My main blog is a self-hosted WordPress site. I'm OK with it but I find that there's a lot of friction to just build out a post. This is my workflow:
1. Draft and write a post in Sublime Text and Markdown
2. Convert to HTML (self-hosted Wordpress does not yet have a Markdown editor, and I'm loathe to install a plugin)
3. Paste HTML into WordPress body
4. Hit Publish
Simple enough, but it's almost never the case that my text is perfect...and so now I have to either go back to the original Markdown file and restart the steps, or edit the WordPress textbox which means that my canonical version of the text now exists on WordPress.
And did I mention that WP is dog slow on shared hosting? I've setup caching, which has allowed my site to stand up to the Reddit and HN front pages, but when I'm editing/adding content, it can take 5 to 10 seconds to move between the admin pages.
All of this friction means that I rarely update my own blog, even though I have dozens of draft posts in my Dropbox in Markdown format...most of that is because I just don't finish those drafts, but some of that negligence is because the thought of logging into WordPress and going through the process of simply publishing is enough to put me off.

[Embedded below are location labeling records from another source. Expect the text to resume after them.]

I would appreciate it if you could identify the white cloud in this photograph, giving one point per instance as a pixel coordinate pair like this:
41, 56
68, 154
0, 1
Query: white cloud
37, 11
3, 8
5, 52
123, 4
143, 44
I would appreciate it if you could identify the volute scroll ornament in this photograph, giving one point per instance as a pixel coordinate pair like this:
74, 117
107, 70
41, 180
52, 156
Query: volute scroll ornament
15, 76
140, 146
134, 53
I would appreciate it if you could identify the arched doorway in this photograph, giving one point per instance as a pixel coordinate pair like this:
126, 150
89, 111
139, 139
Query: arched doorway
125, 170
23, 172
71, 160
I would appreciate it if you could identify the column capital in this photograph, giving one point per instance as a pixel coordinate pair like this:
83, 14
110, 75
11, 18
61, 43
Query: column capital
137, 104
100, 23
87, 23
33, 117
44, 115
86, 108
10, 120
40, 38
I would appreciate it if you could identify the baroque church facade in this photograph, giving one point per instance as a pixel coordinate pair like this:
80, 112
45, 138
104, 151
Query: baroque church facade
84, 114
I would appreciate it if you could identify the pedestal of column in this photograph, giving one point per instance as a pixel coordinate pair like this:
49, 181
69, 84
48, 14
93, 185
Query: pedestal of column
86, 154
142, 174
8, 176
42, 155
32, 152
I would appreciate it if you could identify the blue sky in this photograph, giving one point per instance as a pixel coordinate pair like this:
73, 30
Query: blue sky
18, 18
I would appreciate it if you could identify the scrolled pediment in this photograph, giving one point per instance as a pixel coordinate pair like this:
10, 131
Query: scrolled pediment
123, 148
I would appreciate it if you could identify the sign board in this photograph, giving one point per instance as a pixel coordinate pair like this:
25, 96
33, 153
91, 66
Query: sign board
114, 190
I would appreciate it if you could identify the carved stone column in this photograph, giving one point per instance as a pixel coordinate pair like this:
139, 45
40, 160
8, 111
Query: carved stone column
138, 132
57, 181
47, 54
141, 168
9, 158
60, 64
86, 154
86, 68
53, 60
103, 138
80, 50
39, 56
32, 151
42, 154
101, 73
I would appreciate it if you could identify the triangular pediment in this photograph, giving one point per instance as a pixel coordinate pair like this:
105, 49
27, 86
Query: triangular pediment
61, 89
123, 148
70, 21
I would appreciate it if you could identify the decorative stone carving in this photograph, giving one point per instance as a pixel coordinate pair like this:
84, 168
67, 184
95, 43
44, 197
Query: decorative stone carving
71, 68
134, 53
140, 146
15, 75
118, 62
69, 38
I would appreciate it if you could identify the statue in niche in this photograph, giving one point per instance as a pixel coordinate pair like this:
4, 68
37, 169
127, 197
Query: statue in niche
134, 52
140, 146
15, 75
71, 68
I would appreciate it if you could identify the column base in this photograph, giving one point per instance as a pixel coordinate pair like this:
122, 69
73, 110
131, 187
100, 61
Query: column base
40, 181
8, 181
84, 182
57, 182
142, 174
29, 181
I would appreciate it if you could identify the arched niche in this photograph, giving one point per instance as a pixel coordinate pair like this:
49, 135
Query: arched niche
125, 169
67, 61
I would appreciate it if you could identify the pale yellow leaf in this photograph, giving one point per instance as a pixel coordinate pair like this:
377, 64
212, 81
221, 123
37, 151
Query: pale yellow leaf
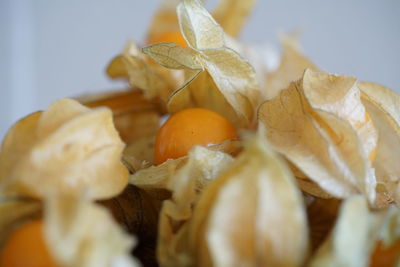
82, 233
68, 148
235, 78
173, 56
291, 68
198, 27
232, 14
252, 215
295, 134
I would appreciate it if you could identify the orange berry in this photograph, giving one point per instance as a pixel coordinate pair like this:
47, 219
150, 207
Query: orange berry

On the other hand, I use Tumblr on a very regular basis, even though it's simply to post photos and captions. Yes, part of my ease here is because I'm just posting photos, but Tumblr's relative speed makes it a service I want to post photos to...And of course, the tradeoff is now Tumblr owns all of my content and I have an even harder time mass-managing it.
So it's all tradeoffs...the OP is right, but not right for many of the kinds of people who have the expertise to build and deploy a static site.